2007 04 29

The package e1071 for R is an interesting add on to your list of R packages. It includes functions for latent class analysis, short time Fourier transform, fuzzy clustering, support vector machines, shortest path computation, bagged clustering, naive Bayes classifier, independent component analysis, and more.

2007 04 24

There are, at least :), two ways to compute the principal component analysis of a data set in R. The first one is from scratch computing eigenvectors and eigenvalues. It works as follows

#
# From scratch
#
cbind(1:10,1:10 + 0.25*rnorm(10)) -> myData
myData - apply(myData,2,mean) -> myDataZM
cov(myDataZM) -> cvm
eigen(cvm,TRUE) -> eCvm
t(eCvm$vector%*%t(myDataZM)) -> newMyData

This simple code just transforms the data to align it with the principal components obtained.
Of couse, the second way to compute them is using some of the functions that R provides in the stats package.


#
# Using the stats package
#
cbind(1:10,1:10 + 0.25*rnorm(10)) -> myData
myData - apply(myData,2,mean) -> myDataZM
prcomp(myData) -> pcaMyData
t(pcaMyData[[2]]%*%t(myDataZM)) -> newMyData

2007 04 23

I have been running into some problems with a feed generator I am using (yes, it is the one in WordPress MU, long story). However I found a useful tool, an on-line feed validator for Atom and RSS.

2007 04 20

Need one? Check Eclipse.

2007 04 18

Ben Shneiderman is visiting UIUC today. I am sitting at his talk “The Thrill of Discovery” at room 1040 NCSA. If you miss this one he will be at 126 GSLIS this afternoon at 3pm  given another talk Accelerating Discovery and Innovation: Designing Creativity Support Tools”. His opening today:

This talk will start by reviewing the growing commercial success stories such as www.spotfire.com, www.smartmoney.com/marketmap and www.hivegroup.com. Then it will cover recent research progress for visual exploration of large time series data applied to financial, Ebay auction, and genomic data (www.cs.umd.edu/hcil/timesearcher).

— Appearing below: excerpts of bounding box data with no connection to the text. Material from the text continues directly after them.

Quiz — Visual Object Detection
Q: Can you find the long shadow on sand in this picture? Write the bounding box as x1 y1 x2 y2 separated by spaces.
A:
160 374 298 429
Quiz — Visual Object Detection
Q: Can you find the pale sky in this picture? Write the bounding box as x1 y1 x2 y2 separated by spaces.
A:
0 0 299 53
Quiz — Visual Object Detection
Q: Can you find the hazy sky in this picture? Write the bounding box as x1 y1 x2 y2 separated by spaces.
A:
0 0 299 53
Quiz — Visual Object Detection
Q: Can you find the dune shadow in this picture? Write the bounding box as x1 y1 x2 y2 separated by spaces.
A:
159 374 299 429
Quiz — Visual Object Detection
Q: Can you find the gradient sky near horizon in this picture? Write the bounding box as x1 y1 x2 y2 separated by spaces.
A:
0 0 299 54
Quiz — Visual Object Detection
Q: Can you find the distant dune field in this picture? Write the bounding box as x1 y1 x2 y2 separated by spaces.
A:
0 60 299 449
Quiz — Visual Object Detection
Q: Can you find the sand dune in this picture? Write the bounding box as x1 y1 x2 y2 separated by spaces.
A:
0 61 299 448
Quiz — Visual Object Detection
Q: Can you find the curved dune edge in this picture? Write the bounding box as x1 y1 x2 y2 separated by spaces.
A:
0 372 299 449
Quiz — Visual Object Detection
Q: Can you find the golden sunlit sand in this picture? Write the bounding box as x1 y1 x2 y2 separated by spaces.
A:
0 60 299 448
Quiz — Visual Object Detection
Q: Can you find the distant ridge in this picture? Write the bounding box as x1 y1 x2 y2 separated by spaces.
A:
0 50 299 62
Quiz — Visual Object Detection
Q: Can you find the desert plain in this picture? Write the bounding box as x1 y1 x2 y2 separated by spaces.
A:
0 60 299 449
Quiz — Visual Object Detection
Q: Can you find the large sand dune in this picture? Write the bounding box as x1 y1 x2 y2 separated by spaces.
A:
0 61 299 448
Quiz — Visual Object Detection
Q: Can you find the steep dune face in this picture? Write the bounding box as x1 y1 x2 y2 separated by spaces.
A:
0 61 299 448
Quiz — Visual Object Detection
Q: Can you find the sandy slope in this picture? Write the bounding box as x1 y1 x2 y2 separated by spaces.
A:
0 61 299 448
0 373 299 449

After a set of demos he also introduced, the Many Eyes project for visualization sharing and exploration. And following it, some Tree Map Viz for the stock market to plot the current situation of the stock market. The same tree map viz is also used to visualize some data provided by the music billboard. All assuming you have 2 attributes (color and size), then the tree map can render nicely (for instance color = topic and size = number of news released on the topic).

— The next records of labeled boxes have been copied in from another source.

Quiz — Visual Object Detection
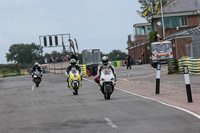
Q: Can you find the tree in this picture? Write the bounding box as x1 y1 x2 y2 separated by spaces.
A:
107 50 126 61
137 0 170 17
6 43 44 64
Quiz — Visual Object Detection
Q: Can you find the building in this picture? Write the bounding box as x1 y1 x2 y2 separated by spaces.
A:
151 0 200 59
127 0 200 63
127 23 152 63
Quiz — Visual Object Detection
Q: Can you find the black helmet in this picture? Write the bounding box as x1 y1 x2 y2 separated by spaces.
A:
34 62 39 67
70 59 76 66
101 56 108 65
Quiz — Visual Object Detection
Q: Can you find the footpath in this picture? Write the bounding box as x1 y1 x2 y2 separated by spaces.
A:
116 65 200 114
88 64 200 115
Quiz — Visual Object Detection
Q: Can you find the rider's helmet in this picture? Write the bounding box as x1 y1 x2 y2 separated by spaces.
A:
69 59 76 66
101 56 108 66
34 62 39 67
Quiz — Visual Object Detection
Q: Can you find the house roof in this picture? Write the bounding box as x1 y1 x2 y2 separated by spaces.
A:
165 30 191 40
163 0 200 13
165 26 200 40
188 26 200 35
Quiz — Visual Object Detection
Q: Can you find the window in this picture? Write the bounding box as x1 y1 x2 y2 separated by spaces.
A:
137 26 146 35
147 26 152 34
164 17 180 28
180 16 188 27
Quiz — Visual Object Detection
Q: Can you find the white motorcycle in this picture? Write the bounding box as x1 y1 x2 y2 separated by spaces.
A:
68 68 82 95
100 69 116 99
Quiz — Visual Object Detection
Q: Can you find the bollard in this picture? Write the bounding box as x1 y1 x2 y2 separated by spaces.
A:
183 66 192 103
156 63 161 94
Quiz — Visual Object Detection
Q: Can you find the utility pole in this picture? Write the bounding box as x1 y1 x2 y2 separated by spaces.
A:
160 0 165 39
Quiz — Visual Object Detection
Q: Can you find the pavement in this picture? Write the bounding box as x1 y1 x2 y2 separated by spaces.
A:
88 64 200 114
0 68 200 133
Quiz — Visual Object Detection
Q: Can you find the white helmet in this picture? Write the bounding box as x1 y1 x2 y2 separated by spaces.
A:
101 56 108 65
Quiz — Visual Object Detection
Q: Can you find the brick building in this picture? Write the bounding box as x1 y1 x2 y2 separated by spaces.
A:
127 0 200 63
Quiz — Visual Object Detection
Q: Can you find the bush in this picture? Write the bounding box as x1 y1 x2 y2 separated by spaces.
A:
0 68 11 75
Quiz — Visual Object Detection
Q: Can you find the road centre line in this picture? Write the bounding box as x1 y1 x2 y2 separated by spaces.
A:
84 78 200 119
104 118 117 128
115 88 200 119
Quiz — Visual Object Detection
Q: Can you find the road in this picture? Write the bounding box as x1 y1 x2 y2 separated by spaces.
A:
0 70 200 133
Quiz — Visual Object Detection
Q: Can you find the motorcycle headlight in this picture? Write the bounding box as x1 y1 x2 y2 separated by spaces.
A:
101 78 105 81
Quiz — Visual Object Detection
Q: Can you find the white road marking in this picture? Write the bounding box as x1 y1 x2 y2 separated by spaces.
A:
104 118 117 128
115 88 200 119
82 79 200 119
32 85 35 91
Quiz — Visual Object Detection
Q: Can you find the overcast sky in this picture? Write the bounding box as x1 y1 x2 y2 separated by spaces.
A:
0 0 146 64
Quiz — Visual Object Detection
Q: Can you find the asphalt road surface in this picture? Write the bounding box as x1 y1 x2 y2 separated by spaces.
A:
0 72 200 133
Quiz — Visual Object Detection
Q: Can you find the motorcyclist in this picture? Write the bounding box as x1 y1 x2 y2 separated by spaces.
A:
32 62 42 77
97 56 116 80
65 59 82 85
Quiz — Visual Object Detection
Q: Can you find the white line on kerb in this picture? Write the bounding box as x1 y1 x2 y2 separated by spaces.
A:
84 78 200 119
104 118 117 128
115 88 200 119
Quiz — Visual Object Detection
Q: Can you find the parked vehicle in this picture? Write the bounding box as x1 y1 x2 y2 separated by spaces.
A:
100 69 115 99
33 70 42 87
68 68 82 95
150 41 173 68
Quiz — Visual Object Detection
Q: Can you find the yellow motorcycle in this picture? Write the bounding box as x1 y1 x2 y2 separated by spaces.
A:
68 68 82 95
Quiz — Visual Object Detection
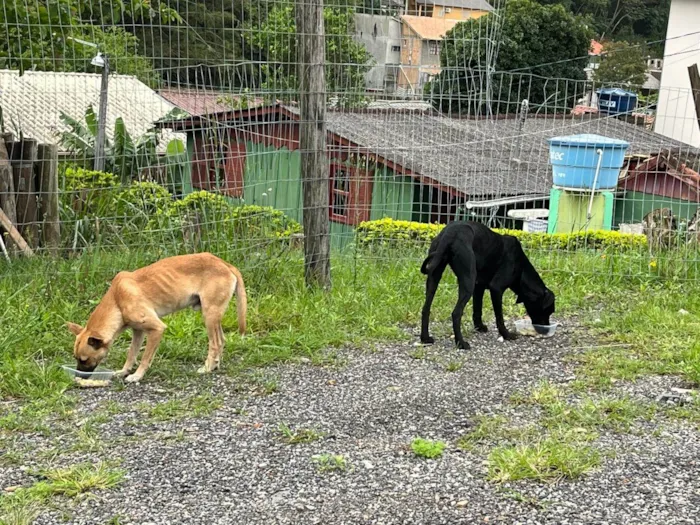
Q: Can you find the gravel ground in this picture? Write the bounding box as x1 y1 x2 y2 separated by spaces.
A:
3 328 700 525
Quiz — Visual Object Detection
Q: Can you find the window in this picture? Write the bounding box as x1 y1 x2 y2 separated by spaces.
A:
331 166 350 222
328 162 372 225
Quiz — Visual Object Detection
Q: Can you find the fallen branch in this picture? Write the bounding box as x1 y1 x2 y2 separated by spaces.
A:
0 206 34 257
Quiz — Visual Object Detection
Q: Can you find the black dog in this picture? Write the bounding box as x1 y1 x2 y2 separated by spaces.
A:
420 222 554 349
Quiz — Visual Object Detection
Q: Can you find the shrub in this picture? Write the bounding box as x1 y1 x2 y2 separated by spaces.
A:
61 167 118 219
356 218 647 251
232 205 302 238
116 182 173 216
147 191 301 249
411 438 445 459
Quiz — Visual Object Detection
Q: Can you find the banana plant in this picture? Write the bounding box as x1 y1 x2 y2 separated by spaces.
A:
59 106 187 186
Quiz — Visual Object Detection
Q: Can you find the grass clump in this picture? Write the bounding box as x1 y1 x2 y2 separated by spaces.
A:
311 454 348 472
411 438 446 459
0 463 124 525
141 394 223 421
487 439 600 483
277 423 324 445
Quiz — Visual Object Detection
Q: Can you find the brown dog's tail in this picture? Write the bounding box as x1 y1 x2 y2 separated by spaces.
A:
228 264 248 335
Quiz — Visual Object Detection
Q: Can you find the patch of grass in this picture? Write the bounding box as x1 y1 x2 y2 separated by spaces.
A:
445 361 464 372
542 397 655 432
0 394 76 435
411 438 446 459
141 394 223 421
277 423 324 445
0 463 124 524
408 346 428 360
487 439 600 483
311 454 348 472
246 373 280 396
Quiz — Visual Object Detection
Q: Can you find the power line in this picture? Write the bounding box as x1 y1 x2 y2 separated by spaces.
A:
508 31 700 73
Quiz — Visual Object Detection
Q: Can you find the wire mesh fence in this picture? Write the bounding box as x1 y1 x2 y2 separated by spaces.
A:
0 0 700 279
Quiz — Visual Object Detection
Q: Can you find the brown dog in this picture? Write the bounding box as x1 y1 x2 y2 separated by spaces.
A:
68 253 247 383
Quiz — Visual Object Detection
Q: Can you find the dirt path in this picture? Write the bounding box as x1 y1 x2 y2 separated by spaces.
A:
6 329 700 525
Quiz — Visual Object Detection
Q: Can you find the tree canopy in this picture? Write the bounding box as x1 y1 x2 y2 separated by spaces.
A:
595 41 647 86
540 0 671 56
427 0 591 114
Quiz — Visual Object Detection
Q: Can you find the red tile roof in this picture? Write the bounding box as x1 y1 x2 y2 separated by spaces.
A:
158 88 263 116
588 40 603 55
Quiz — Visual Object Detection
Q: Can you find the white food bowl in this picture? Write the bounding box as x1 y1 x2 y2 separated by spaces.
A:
515 319 559 337
61 365 114 381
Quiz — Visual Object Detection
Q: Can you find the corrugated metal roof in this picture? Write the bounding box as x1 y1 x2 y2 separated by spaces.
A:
416 0 493 11
163 106 697 198
0 70 184 152
401 15 461 40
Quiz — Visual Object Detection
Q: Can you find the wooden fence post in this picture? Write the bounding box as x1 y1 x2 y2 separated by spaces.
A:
688 64 700 133
0 134 17 251
9 139 39 247
296 0 331 289
37 144 61 252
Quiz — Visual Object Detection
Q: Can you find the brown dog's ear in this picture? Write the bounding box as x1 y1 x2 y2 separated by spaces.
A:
66 323 83 335
88 337 104 350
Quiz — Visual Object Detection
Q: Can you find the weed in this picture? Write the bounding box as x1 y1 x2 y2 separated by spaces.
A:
278 423 324 445
411 438 445 459
511 379 562 405
445 361 464 372
408 346 428 360
311 454 348 472
488 438 600 483
0 463 124 524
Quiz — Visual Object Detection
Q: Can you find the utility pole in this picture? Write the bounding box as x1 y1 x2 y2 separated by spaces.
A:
296 0 331 290
92 54 109 171
688 64 700 133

Some more examples of the visualization of time series. The interesting point is to help navigation, but also, how can relevant patterns can be identified. More interestingly, the challenges to have fast visual queries requires fast sweeping stores to be able to get the stored information. Moreover, identifying features can be done automatically, but assessing which of those are intereresting is left to human interpretation.

Some forms of analysis can greatly benefit from a proper visualization of the results. For instance, color coloring low dimension projections of high dimensional data helps to reveal patterns easy identifiable by the human eye. The bottom line, such visualizations blend analysis and users together to boost the ability to identify relevant/interesting.

And to close, how can you validate such elements. Ben’s group took the compelling road. Put people to use it. When they get relevant discoveries, try to publish it on a top conference/journal (or some sort of similar social screening).

To wrap up, a great speaker and a very compelling case for the need/benefits for information visualization techniques. Unfortunately, I cannot attend his afternoon class since it overlaps with the course I am teaching.

2007 04 17

Torsten Horthorn maintains a page with a list of packages for machine learning and statistical learning in R.

2007 04 16

I found a couple of interesting tutorials. One is on principal component analysis by Lindsay I. Smith and the second one is about independent component analysis by Hyvärinen and Oja. Good introductions if that is what you are looking for.

2007 04 14

Last Friday with ALG and DITA people we put a brief presentation for NCSA’s cyberarch group on our common efforts to create a generic framework for querying and visualizing content stored in metadata stores. Mulgara, SOAP, XLSTs, and custom Java code to render content using Prefuse and JFreeChart. You can download the slides here.

2007 04 14

The group was created a while ago to unify the research efforts conducted inside the Automated Learning Group. Michael Welge, Loretta Auvil, and I were sitting in Michael’s office a Monday morning scratching our heads. He generated the initial population, Loretta recombined the ideas, and I just selected what I liked. So, we become Data-Intensive Technologies and Applications :D.